Navigating the Post-Pandemic Green Building, Part 2

Builders must provide buyers detailed information about their green homes. 

In addition to assisting and guiding homeowners in establishing green building priorities at the beginning of a project, contractors who can provide homeowners with a valuable, comprehensive packet of information at the end of construction will have a competitive advantage in the next few years.

The responsibility and ability to do so cannot be left solely to the contractor, however. Project consultants/designers, architects, and engineers must provide data to the contractor in a way that can be easily incorporated into the information for the homeowner/building owner at the end of the project. The task of creating a comprehensive information packet needs to be negotiated into the project, if the contractor is to remain profitable.

Engaging the client

Project consultants and other specialists must provide data to the contractor in a manner that can be easily incorporated into information given to the homeowner at the end of the project.

Too often, the effort and costs of creating a complete and comprehensive set of product/equipment manuals and information about an Internet of Things (IoT) products in a building are considerable.
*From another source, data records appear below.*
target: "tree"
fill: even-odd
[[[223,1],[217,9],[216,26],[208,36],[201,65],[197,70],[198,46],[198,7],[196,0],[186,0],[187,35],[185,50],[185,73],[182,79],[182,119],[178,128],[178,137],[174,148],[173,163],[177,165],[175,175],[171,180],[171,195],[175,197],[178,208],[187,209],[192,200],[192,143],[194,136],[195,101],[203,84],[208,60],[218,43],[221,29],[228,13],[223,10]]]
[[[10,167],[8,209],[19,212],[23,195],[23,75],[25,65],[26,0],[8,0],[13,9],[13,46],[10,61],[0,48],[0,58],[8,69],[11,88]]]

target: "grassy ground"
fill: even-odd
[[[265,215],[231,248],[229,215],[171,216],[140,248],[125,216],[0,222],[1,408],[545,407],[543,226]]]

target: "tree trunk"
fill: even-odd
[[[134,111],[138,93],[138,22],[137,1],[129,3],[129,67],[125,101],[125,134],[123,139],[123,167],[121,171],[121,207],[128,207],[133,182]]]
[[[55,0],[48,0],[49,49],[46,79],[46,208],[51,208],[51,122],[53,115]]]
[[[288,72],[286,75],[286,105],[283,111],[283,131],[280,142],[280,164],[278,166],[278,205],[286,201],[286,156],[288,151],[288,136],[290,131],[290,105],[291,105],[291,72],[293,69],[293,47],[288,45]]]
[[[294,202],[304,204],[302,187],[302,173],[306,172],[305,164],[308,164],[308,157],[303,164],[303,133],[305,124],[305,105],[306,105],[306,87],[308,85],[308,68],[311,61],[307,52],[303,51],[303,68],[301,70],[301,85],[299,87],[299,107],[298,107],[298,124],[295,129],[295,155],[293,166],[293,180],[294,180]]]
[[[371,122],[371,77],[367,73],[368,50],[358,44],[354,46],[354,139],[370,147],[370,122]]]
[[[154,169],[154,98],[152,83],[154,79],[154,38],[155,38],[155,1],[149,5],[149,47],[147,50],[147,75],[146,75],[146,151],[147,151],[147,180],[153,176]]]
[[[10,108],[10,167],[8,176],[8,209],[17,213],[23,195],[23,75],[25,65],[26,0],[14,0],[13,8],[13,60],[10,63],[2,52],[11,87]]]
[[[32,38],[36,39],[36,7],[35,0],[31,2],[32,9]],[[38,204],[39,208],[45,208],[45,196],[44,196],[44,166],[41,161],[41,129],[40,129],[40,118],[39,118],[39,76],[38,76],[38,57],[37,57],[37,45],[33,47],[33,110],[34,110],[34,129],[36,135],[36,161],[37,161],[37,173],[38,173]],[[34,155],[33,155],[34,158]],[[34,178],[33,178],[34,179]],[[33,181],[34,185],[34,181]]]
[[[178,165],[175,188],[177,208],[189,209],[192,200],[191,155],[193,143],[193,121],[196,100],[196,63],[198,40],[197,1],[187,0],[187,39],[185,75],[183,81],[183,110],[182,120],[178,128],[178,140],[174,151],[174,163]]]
When this is not considered in the cost of the construction contract of the building, it can significantly affect the bottom line of a project. On substantial non-residential construction, such as airport projects, these costs can run into hundreds of thousands of dollars.

Data Delivered Right

The days of providing print versions of a stack of equipment manuals or a CD-ROM with hundreds of PDFs to satisfy a data delivery requirement are ending. For example, more sophisticated corporate clients for hotel/resort projects and some federal government endeavors are beginning to require information to be provided in a way that can be easily integrated into their digital building management and operation systems.

This will happen at a different scale for custom home projects. But savvy homeowners are beginning to realize the value of this information in managing their home. They want contractors who can adequately—and correctly—provide it.

Green building contractors who can clearly request information in certain formats from each project consultant will be getting ahead of the game, and more efficiently and effectively create information packets for their clients. It is unfair to leave the responsibility of developing the information package solely to the general contractor.

A system of information management must be created that benefits all building industry project members. It also requires us to be able to successfully communicate this to homeowners/building owners, who may not understand the value of this at the beginning of contract negotiations but will benefit form it after the completion of construction. 

I will be writing further about how current developments in computer software will assist with creating, collecting and presenting this valuable building information to the homeowner/building owner in future articles.